Гарроте вскинул голову – он был явно уязвлен. Этот уроженец Малаги был поджарым и смуглым, носил реденькую, вьющуюся бородку – вроде как у турок, с которыми он воевал на галерах в Неаполе и на Сицилии, – длинные сальные волосы и в левом ухе – золотую серьгу. А в правом – никакой не носил, потому что турецкий ятаган отсек ему пол-уха в морском бою у острова Кипр. Так, по крайней мере, уверял сам Курро. Иные, впрочем, утверждали, что уха он лишился в пьяной драке, имевшей место в Рагузе, в каком-то бардаке.
– Отчего же никто? – сказал он. – Я желаю. Мне есть что сказать господину капитану… Сыну моей мамаши глубочайшим образом на…ть на дождь, на две лиги пути по колено в грязи, на голландцев, турок или еще каких сукиных детей… Это во-первых.
Курро говорил твердо, уверенно, со скрытым вызовом, а товарищи смотрели на него выжидательно, иные – с явным одобрением. Все они прослужили в армии по многу лет и, хотя дисциплина и чинопочитание въелись им в плоть и кровь, не утратили известного рода нагловатости, ибо на военное поприще вступали только дворяне и, значит, все тут были равны. Что же касается дисциплины – станового хребта испанских легионов, – то ей отдавал должное даже англичанин Гаскойн[8], который в своем донесении о взятии и разграблении Антверпена писал: «В этом отношении валлоны и немцы столь же возмутительны, сколь восхитительны испанцы». Ему видней. А насчет прочих свойств, то нелишним будет послушать мнение дона Франсиско де Вальдеса, прошедшего все ступени служебной лестницы, а потому знающего предмет не понаслышке. Так вот, он писал: «Неукоснительное соблюдение дисциплины особенно трудно дается испанской пехоте, ибо нация эта, будучи темперамента холерического, обделена даром терпеливости». Не в пример фламандцам, медлительным, малоречивым и невозмутимым, не склонным ко вспышкам ярости, никогда не терявшим рыбьего бесстрастия – умолчим, поскольку не о том речь, о нечеловеческой их скаредности, – истинно железная дисциплина, которая вкупе с доблестью и отвагой издревле отличала воинственных испанцев на поле боя, испарялась неведомо куда в мирной, так сказать, жизни, и начальникам приходилось держать ухо востро, обращаясь с ними тактично и политично, чтобы, не дай бог, не обидеть: нередки бывали случаи, когда рядовой солдат, сочтя себя задетым грубым словом, несправедливым взысканием или еще каким истинным или мнимым унижением и пренебрегая неизбежным в сем случае повешеньем, выхватывал шпагу по адресу своего командира, будь то сержант или капитан.
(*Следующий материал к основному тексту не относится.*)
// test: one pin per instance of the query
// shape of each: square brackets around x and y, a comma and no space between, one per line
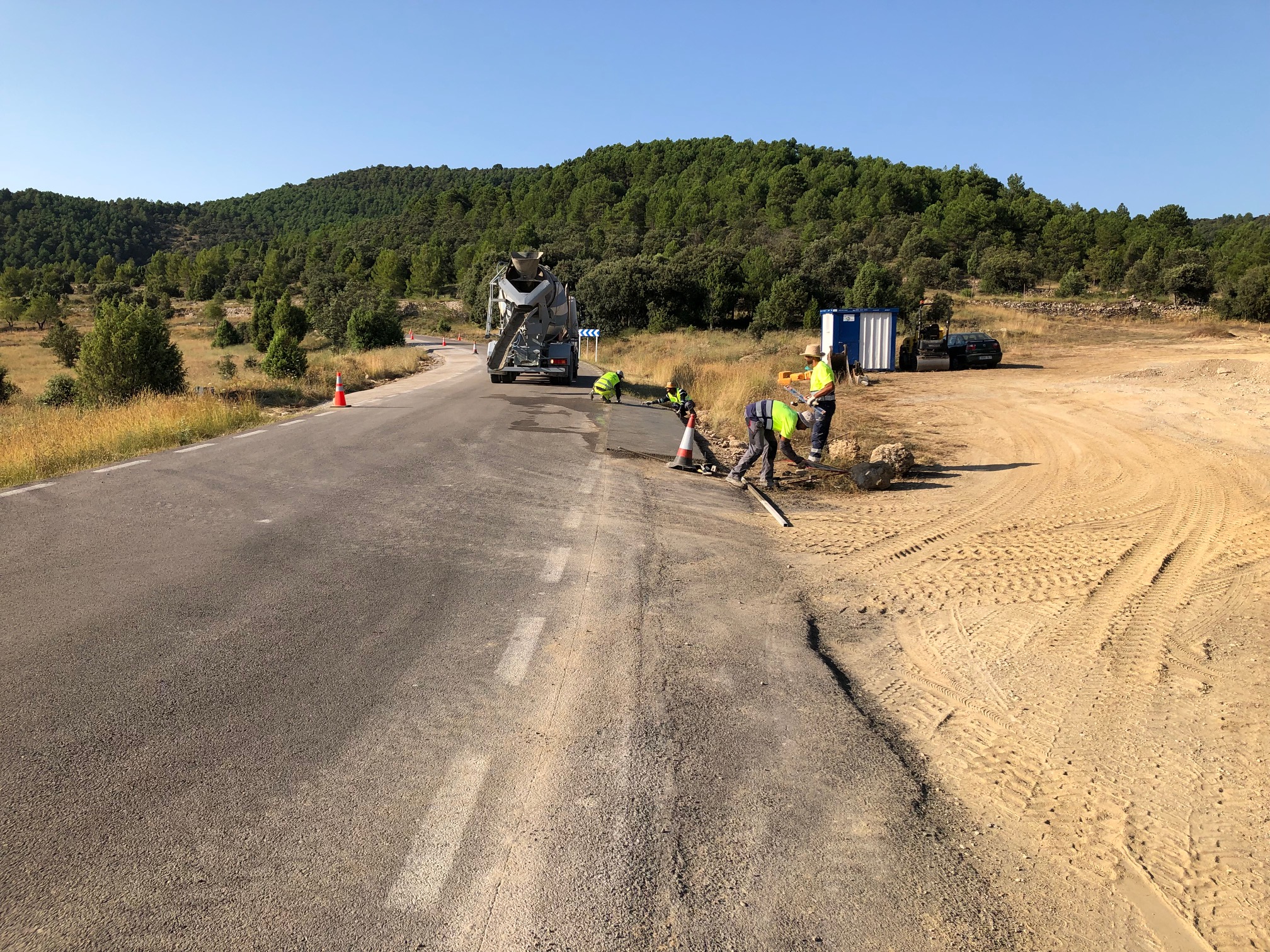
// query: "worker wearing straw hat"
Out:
[822,400]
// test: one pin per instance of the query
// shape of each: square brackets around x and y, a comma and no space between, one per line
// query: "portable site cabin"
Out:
[866,336]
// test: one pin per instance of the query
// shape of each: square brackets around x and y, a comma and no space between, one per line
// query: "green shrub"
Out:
[8,388]
[262,324]
[290,319]
[660,320]
[372,328]
[127,352]
[214,311]
[1005,271]
[285,357]
[60,390]
[65,342]
[1072,283]
[1189,283]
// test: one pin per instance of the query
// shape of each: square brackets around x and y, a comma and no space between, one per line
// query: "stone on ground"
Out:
[900,457]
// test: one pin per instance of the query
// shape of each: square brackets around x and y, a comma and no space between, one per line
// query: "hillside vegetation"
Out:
[660,235]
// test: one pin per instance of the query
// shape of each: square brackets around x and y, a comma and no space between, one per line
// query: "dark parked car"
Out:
[975,349]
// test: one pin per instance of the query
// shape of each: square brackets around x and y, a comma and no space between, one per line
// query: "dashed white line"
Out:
[516,658]
[554,565]
[25,489]
[432,853]
[122,466]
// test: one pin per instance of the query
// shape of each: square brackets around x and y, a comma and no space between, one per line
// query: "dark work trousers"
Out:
[762,443]
[822,416]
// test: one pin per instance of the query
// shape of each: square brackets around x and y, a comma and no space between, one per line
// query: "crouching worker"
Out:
[609,386]
[678,400]
[771,423]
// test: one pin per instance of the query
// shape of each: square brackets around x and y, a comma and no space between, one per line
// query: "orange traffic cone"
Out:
[684,458]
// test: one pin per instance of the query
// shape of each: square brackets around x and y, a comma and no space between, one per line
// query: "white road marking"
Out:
[25,489]
[516,658]
[554,567]
[432,853]
[122,466]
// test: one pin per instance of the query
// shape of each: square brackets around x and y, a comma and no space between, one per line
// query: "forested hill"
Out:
[670,231]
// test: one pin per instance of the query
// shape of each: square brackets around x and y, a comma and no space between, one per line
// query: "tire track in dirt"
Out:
[1073,650]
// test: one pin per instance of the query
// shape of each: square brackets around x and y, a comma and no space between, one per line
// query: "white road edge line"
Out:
[516,658]
[122,466]
[25,489]
[432,853]
[554,565]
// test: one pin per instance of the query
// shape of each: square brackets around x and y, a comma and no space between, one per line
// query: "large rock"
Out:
[900,457]
[842,451]
[870,477]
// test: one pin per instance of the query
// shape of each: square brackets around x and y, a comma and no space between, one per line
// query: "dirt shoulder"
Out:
[1065,620]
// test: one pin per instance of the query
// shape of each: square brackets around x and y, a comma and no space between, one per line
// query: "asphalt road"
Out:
[435,672]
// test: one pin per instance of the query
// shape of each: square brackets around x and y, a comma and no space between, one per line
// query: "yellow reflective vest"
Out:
[607,383]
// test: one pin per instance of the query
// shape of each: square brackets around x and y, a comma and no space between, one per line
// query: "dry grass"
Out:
[722,371]
[41,442]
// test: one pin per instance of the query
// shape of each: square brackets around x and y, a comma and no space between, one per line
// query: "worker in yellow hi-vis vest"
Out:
[609,386]
[822,400]
[771,424]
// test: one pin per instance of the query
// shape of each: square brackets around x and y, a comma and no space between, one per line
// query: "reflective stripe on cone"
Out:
[684,458]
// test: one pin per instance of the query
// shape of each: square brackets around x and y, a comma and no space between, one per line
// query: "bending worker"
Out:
[678,400]
[610,385]
[822,400]
[770,423]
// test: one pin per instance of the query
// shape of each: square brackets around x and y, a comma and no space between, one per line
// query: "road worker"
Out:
[610,385]
[678,400]
[770,423]
[822,400]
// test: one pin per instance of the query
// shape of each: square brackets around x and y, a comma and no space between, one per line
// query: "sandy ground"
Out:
[1066,622]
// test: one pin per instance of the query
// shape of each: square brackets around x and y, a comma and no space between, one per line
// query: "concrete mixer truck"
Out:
[536,323]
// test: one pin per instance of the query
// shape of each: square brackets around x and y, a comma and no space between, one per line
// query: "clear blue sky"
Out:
[1097,103]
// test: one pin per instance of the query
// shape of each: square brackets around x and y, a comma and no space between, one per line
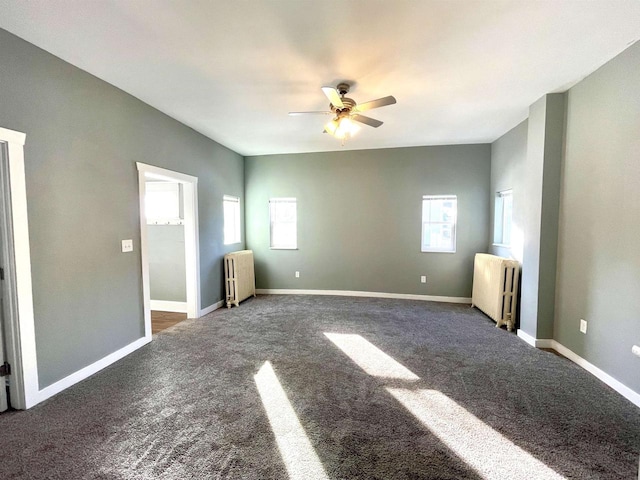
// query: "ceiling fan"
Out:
[347,111]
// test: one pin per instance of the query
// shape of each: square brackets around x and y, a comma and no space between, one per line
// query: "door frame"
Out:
[191,244]
[19,326]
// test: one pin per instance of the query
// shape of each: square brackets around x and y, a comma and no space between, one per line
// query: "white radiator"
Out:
[240,280]
[495,288]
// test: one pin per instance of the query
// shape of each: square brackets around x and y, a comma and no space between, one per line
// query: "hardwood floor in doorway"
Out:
[163,320]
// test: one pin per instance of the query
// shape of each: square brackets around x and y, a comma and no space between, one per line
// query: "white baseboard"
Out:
[353,293]
[211,308]
[87,371]
[626,392]
[168,306]
[526,337]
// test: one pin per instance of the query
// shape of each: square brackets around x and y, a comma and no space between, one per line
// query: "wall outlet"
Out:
[583,325]
[127,246]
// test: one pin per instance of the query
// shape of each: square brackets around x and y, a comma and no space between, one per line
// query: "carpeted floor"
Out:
[187,405]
Брагадо, превосходно об этом осведомленный, с безмолвным вопросом обернулся к Диего Алатристе, но тот принадлежал к числу людей, считающих, что каждый сам должен отвечать за слова свои и поступки, а потому сохранял полнейшую невозмутимость.
– Вы изволили сказать «во-первых», – вновь повертываясь к возмутителю спокойствия, с грозным хладнокровием произнес капитан. – Что же во-вторых?
– А то, что обносились вконец! Оборванцами ходим! – нимало не смешавшись и с ответом не замешкавшись, воскликнул Гарроте. – Провианта не подвозят! А местных приказано не трогать… Что же нам – лапу сосать?.. Местная сволота все попрятала, а если чего и достает из закромов, так дерет за это втридорога. – Он с горькой укоризной показал на хозяина, выглядывавшего из другой комнаты. – Вот побожусь, что, если б дали пощекотать эту свинью ножичком меж ребер, она вмиг накормила бы нас до отвала! И глядишь, откопала бы на огороде кубышечку с такими славненькими кругленькими флоринами.
Капитан Брагадо слушал его терпеливо, однако пальцев с эфеса не снимал.
– Ну а в-третьих?
Гарроте малость повысил голос – ровно настолько, чтобы не подумали, будто он идет на попятную, но и не слишком зарываясь. Он-то знал, что Брагадо не потерпит резкого слова ни от самых своих заслуженных солдат, нижé от папы римского. Разве что от короля, ну так на то он и король.
– А в-третьих и в главных, достопочтенные господа, как вы совершенно справедливо и уместно изволили нас назвать, пять месяцев жалованья не видали!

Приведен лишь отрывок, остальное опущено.